Samuel Pepys

Samuel Pepys

The Unequalled Self

Summary

From the acclaimed author of Charles Dickens: A Life comes a celebrated biography that casts new light on the remarkable diaries of Samuel Pepys.

Samuel Pepys achieved fame as a naval administrator, a friend and colleague of the powerful and learned, a figure of substance. But for nearly ten years he kept a diary which recorded, with unparalleled openness and sensitivity, exactly what it was like to be a young man in Restoration London.
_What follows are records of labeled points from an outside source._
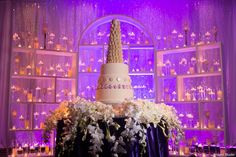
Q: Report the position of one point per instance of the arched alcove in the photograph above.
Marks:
(138, 52)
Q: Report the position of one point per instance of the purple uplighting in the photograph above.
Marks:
(181, 53)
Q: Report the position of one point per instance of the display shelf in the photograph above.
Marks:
(37, 76)
(205, 129)
(26, 129)
(193, 78)
(138, 53)
(192, 75)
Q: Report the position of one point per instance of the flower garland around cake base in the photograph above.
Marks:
(85, 116)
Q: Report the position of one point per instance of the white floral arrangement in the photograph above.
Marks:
(84, 116)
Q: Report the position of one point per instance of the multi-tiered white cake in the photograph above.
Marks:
(114, 84)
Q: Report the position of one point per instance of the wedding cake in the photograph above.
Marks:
(114, 83)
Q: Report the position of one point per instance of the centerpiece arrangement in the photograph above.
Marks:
(96, 121)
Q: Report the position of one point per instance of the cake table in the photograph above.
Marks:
(157, 143)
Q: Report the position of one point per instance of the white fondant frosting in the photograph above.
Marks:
(114, 83)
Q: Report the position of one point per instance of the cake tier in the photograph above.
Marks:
(114, 84)
(115, 68)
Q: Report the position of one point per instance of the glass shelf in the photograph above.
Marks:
(191, 80)
(205, 129)
(192, 75)
(40, 77)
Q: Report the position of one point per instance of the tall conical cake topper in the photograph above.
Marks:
(114, 54)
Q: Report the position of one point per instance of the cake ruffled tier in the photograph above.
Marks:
(114, 84)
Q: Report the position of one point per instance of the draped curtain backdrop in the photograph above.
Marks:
(70, 18)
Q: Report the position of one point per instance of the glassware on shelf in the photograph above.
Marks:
(174, 98)
(215, 33)
(36, 43)
(183, 66)
(193, 39)
(174, 39)
(43, 116)
(219, 94)
(186, 29)
(64, 43)
(167, 67)
(30, 96)
(26, 124)
(180, 41)
(193, 62)
(207, 119)
(188, 96)
(36, 116)
(21, 118)
(14, 115)
(208, 37)
(16, 40)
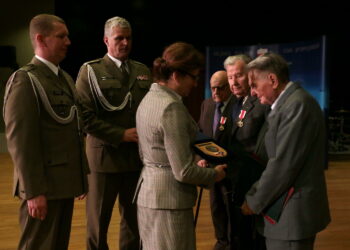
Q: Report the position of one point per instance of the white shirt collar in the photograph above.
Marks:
(279, 97)
(49, 64)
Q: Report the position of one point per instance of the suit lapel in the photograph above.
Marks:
(290, 90)
(51, 78)
(227, 113)
(247, 106)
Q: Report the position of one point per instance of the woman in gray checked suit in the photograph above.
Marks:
(166, 191)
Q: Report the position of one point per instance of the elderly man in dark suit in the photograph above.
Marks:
(295, 144)
(42, 117)
(248, 117)
(111, 89)
(215, 113)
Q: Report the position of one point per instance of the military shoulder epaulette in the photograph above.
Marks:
(136, 62)
(94, 61)
(28, 67)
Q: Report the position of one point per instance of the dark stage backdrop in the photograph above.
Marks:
(307, 62)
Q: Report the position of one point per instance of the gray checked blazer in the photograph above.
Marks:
(166, 131)
(295, 144)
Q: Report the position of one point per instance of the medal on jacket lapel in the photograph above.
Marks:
(222, 123)
(241, 117)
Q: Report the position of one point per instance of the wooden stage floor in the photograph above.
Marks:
(335, 237)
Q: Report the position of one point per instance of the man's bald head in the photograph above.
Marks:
(219, 86)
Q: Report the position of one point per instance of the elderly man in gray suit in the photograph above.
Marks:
(295, 144)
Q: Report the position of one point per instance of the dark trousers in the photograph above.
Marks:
(221, 213)
(103, 191)
(51, 233)
(244, 233)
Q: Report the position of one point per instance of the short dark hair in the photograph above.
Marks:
(42, 24)
(179, 57)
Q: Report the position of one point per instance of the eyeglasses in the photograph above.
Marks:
(219, 88)
(194, 77)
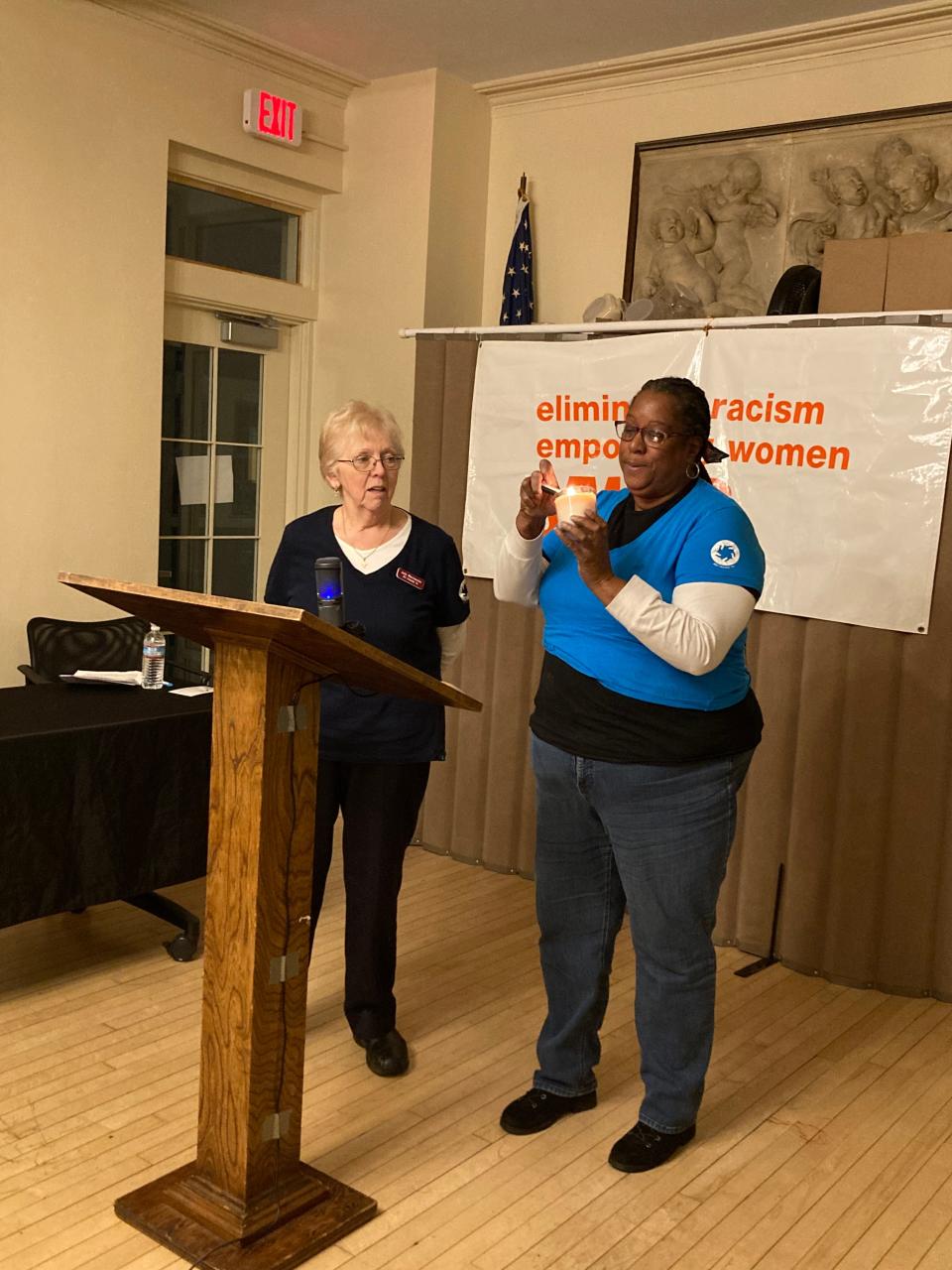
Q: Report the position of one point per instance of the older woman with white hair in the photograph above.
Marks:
(404, 584)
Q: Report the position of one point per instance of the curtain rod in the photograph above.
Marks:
(542, 330)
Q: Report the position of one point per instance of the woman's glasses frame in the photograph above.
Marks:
(654, 437)
(365, 462)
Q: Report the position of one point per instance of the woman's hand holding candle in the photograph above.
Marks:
(535, 504)
(587, 538)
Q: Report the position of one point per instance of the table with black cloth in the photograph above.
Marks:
(103, 795)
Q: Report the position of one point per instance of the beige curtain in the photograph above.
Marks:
(849, 789)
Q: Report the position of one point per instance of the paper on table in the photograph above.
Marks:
(109, 676)
(193, 479)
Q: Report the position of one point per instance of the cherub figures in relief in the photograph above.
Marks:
(853, 213)
(735, 206)
(674, 272)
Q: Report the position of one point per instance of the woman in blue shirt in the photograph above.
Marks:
(644, 728)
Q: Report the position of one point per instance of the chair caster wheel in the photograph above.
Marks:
(180, 949)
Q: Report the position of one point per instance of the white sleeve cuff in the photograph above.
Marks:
(694, 631)
(520, 566)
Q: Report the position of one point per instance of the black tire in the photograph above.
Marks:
(797, 291)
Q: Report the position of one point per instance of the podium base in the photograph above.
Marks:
(166, 1210)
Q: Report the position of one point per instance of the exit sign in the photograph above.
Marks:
(272, 118)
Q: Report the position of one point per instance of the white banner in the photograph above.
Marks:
(838, 441)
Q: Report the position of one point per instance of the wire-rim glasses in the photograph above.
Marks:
(363, 462)
(653, 436)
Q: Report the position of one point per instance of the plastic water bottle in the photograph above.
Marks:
(154, 658)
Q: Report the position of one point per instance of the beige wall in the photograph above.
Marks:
(403, 245)
(578, 151)
(89, 102)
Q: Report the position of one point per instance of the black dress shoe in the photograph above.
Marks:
(643, 1148)
(537, 1110)
(388, 1055)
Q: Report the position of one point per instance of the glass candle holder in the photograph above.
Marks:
(574, 502)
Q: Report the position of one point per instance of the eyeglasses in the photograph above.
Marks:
(654, 437)
(363, 462)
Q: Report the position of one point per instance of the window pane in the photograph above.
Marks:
(234, 568)
(182, 493)
(239, 395)
(231, 232)
(236, 490)
(185, 390)
(181, 564)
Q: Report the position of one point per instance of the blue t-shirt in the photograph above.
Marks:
(705, 538)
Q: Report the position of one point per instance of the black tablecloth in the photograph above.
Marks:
(103, 795)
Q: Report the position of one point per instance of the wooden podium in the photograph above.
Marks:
(248, 1202)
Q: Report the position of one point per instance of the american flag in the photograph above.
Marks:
(518, 299)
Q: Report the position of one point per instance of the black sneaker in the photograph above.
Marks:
(537, 1110)
(643, 1148)
(388, 1055)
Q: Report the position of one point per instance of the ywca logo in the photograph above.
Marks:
(725, 553)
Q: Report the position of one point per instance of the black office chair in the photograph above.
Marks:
(58, 647)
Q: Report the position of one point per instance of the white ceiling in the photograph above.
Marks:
(485, 40)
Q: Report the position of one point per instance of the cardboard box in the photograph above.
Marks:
(855, 276)
(897, 275)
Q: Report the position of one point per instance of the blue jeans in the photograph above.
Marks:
(656, 838)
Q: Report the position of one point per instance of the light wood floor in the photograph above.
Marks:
(825, 1137)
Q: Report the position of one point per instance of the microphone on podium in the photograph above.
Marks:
(330, 589)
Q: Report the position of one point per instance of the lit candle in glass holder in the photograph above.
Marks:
(575, 500)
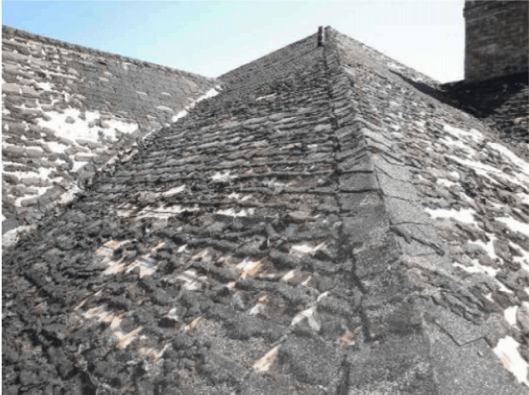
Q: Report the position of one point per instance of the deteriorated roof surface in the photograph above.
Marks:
(67, 110)
(320, 226)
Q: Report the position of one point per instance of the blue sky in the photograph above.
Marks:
(213, 37)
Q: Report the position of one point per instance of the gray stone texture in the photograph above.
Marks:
(497, 39)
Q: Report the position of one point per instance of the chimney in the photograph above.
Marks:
(496, 39)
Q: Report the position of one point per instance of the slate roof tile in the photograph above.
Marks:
(363, 244)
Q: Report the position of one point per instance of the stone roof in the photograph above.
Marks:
(326, 224)
(67, 110)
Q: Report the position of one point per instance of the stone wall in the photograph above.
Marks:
(67, 110)
(497, 38)
(503, 102)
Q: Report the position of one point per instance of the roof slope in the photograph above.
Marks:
(67, 110)
(321, 226)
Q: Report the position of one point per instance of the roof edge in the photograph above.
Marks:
(97, 52)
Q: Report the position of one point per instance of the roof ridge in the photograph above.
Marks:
(397, 313)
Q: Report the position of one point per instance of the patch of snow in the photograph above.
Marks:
(510, 315)
(69, 196)
(10, 238)
(265, 363)
(45, 86)
(507, 351)
(445, 183)
(260, 306)
(220, 177)
(231, 212)
(514, 225)
(190, 279)
(248, 268)
(306, 248)
(266, 97)
(179, 115)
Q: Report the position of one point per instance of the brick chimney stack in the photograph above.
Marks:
(497, 39)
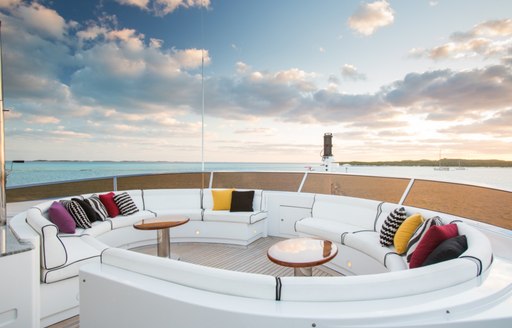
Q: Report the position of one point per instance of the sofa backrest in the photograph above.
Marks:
(354, 211)
(53, 252)
(164, 199)
(136, 195)
(387, 208)
(257, 204)
(192, 275)
(378, 286)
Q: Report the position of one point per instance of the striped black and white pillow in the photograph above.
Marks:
(419, 233)
(97, 206)
(391, 225)
(78, 213)
(125, 204)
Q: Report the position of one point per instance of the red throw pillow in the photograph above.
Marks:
(432, 238)
(108, 201)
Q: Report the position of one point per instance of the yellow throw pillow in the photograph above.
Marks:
(405, 232)
(222, 199)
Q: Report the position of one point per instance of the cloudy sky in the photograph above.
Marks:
(121, 79)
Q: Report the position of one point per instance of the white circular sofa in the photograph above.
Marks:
(106, 267)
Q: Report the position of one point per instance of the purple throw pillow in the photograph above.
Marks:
(61, 218)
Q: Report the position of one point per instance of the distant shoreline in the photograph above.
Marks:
(446, 162)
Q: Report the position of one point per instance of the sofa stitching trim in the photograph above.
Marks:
(101, 254)
(386, 258)
(64, 266)
(477, 261)
(343, 235)
(254, 214)
(379, 212)
(279, 287)
(365, 230)
(37, 208)
(295, 224)
(261, 200)
(44, 249)
(313, 205)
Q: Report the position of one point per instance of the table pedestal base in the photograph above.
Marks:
(303, 272)
(163, 245)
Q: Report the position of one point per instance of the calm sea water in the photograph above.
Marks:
(29, 173)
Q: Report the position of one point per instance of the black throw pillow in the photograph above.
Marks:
(448, 250)
(241, 201)
(89, 211)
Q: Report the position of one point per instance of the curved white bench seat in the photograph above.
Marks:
(352, 223)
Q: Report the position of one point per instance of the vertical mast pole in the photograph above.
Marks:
(3, 212)
(202, 91)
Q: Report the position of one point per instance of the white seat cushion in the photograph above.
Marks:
(80, 250)
(324, 228)
(98, 228)
(172, 199)
(368, 242)
(192, 214)
(121, 221)
(238, 217)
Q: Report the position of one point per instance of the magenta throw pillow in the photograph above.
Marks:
(61, 218)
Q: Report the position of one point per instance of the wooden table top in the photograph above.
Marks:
(161, 223)
(302, 252)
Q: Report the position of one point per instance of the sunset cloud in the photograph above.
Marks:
(350, 72)
(111, 83)
(488, 39)
(371, 16)
(164, 7)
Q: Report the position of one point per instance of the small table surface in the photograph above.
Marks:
(162, 222)
(302, 252)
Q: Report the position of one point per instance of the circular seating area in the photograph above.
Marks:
(374, 272)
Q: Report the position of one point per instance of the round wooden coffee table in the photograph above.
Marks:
(302, 254)
(162, 225)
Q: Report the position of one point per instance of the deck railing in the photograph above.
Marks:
(488, 205)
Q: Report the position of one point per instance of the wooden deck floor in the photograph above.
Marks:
(251, 258)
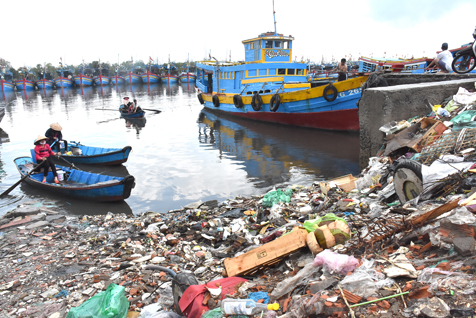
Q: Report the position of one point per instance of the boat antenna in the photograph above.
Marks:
(274, 18)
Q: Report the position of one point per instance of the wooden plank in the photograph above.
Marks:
(267, 254)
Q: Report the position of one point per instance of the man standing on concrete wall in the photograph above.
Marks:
(341, 69)
(443, 60)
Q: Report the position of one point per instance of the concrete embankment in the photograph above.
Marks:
(407, 96)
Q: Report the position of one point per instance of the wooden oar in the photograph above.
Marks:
(70, 164)
(19, 181)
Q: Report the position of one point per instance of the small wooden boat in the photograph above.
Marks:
(81, 184)
(82, 154)
(6, 78)
(125, 114)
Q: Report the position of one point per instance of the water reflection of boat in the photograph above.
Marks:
(188, 88)
(4, 136)
(136, 123)
(152, 89)
(171, 89)
(270, 152)
(8, 96)
(85, 91)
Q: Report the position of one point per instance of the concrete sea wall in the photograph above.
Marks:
(409, 98)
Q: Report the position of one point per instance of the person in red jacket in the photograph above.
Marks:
(43, 155)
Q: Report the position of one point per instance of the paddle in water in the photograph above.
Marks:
(19, 181)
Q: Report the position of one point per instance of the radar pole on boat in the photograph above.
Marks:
(274, 18)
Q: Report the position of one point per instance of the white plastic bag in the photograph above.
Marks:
(335, 263)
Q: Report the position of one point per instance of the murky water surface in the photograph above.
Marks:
(181, 155)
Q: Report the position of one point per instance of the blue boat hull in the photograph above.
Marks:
(187, 78)
(25, 85)
(6, 86)
(133, 79)
(101, 80)
(117, 80)
(97, 155)
(80, 184)
(63, 82)
(150, 78)
(81, 80)
(306, 108)
(44, 84)
(169, 79)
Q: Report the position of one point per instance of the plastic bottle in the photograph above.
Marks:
(245, 307)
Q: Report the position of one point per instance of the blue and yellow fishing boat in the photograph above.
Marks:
(6, 78)
(77, 183)
(187, 76)
(26, 81)
(65, 76)
(45, 80)
(171, 76)
(84, 78)
(101, 75)
(152, 74)
(269, 86)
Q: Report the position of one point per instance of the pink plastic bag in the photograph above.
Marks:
(336, 263)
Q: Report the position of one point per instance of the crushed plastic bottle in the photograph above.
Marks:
(245, 307)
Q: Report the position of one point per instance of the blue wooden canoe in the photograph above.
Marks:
(131, 115)
(77, 183)
(94, 155)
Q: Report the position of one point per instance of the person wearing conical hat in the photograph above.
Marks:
(43, 155)
(55, 136)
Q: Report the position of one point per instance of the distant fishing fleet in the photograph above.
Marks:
(152, 73)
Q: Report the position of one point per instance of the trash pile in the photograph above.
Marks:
(399, 241)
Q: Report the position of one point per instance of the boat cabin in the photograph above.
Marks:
(268, 68)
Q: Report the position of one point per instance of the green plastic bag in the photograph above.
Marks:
(273, 197)
(312, 225)
(111, 303)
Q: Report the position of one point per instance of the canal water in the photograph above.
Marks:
(181, 155)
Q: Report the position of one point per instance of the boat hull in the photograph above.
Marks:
(188, 78)
(101, 80)
(63, 82)
(24, 84)
(117, 80)
(82, 80)
(133, 115)
(150, 78)
(305, 108)
(44, 84)
(80, 184)
(169, 79)
(133, 79)
(97, 155)
(6, 86)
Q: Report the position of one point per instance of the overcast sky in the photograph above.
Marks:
(43, 31)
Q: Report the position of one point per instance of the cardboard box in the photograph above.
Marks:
(346, 183)
(267, 254)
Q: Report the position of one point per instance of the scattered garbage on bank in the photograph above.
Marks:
(397, 241)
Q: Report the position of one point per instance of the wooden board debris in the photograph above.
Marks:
(267, 254)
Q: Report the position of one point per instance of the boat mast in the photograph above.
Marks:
(274, 18)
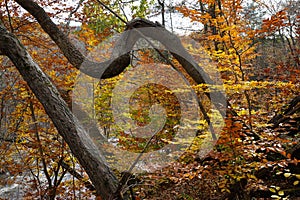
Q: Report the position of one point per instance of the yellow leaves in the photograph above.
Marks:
(286, 175)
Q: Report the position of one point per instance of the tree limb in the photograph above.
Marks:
(65, 122)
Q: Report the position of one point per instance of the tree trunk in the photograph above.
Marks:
(66, 123)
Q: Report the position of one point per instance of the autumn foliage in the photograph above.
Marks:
(257, 153)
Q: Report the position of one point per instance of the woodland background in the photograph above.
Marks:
(255, 46)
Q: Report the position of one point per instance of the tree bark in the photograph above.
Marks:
(66, 123)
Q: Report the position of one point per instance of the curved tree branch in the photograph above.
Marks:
(66, 123)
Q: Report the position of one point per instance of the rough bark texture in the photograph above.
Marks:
(114, 66)
(120, 61)
(67, 125)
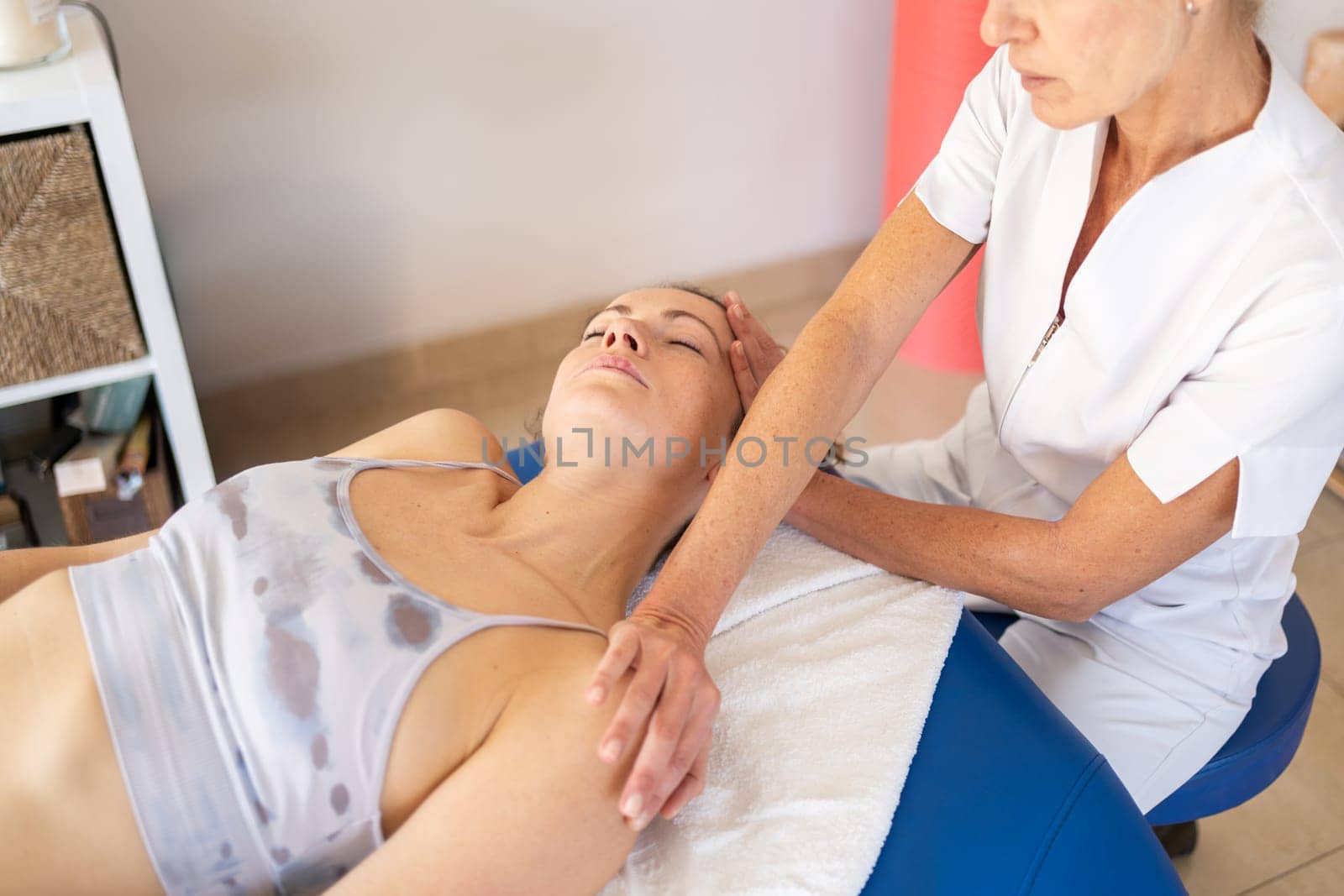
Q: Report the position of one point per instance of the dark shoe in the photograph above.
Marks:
(1178, 840)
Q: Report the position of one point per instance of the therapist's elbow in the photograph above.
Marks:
(1065, 589)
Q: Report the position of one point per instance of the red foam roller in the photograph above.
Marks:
(937, 51)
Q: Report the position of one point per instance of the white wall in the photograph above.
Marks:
(333, 177)
(1290, 23)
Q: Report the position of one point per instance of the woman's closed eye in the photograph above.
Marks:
(675, 342)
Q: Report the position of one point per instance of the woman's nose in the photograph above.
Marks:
(1005, 20)
(624, 332)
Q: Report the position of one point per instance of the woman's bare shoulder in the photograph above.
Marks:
(438, 434)
(533, 809)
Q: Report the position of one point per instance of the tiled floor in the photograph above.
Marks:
(1288, 840)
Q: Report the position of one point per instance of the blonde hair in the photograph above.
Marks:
(1252, 11)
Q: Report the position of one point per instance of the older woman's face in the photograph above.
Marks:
(675, 347)
(1097, 56)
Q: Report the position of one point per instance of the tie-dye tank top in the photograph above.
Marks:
(253, 663)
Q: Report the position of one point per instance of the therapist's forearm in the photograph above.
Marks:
(801, 399)
(816, 390)
(1014, 560)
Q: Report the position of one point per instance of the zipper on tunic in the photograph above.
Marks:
(1045, 340)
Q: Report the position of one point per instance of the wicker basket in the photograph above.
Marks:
(65, 304)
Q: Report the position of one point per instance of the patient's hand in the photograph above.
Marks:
(754, 354)
(672, 684)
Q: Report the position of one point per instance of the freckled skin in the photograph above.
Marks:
(292, 671)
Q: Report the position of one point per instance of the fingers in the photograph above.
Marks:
(622, 649)
(675, 739)
(635, 708)
(648, 783)
(692, 785)
(763, 352)
(743, 375)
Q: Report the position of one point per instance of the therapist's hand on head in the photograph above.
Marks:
(669, 654)
(753, 354)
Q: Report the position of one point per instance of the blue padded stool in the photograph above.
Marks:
(1003, 794)
(1261, 748)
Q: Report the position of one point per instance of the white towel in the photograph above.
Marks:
(827, 668)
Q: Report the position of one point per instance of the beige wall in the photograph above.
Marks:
(333, 177)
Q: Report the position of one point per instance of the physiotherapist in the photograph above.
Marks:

Within and beyond the narrative of his extraordinary career, Claire Tomalin explores Pepys' inner life - his relations with women, his fears and ambitions, his political shifts, his agonies and his delights.

'A rich, thoughtful and deeply satisfying account' Evening Standard

'Sex, drink, plague, fire, music, marital conflict, the fall of kings, corruption and courage in public life, wars, navies, public execution, incarceration in the Tower: Samuel Pepys's life is full of irresistible material' Guardian

'In Claire Tomalin, Pepys has found the biographer he deserves. Her perceptive, level-headed book finally restores to the life of the diarist its weight and dignity' New Statesman

About the author

Claire Tomalin

Claire Tomalin was literary editor of the New Statesman then the Sunday Times before leaving to become a full-time writer. Her first book, The Life and Death of Mary Wollstonecraft, won the Whitbread First Book Award, and she has since written a number of highly acclaimed and bestselling biographies. They include Jane Austen: A Life, The Invisible Woman, a definitive account of Dickens' relationship with the actress Ellen Ternan, which won three major literary awards, and Samuel Pepys: The Unequalled Self was Whitbread Book of the Year in 2002. In the highly acclaimed Charles Dickens: A Life, she presents a full-scale biography of our greatest novelist. She is married to the writer Michael Frayn.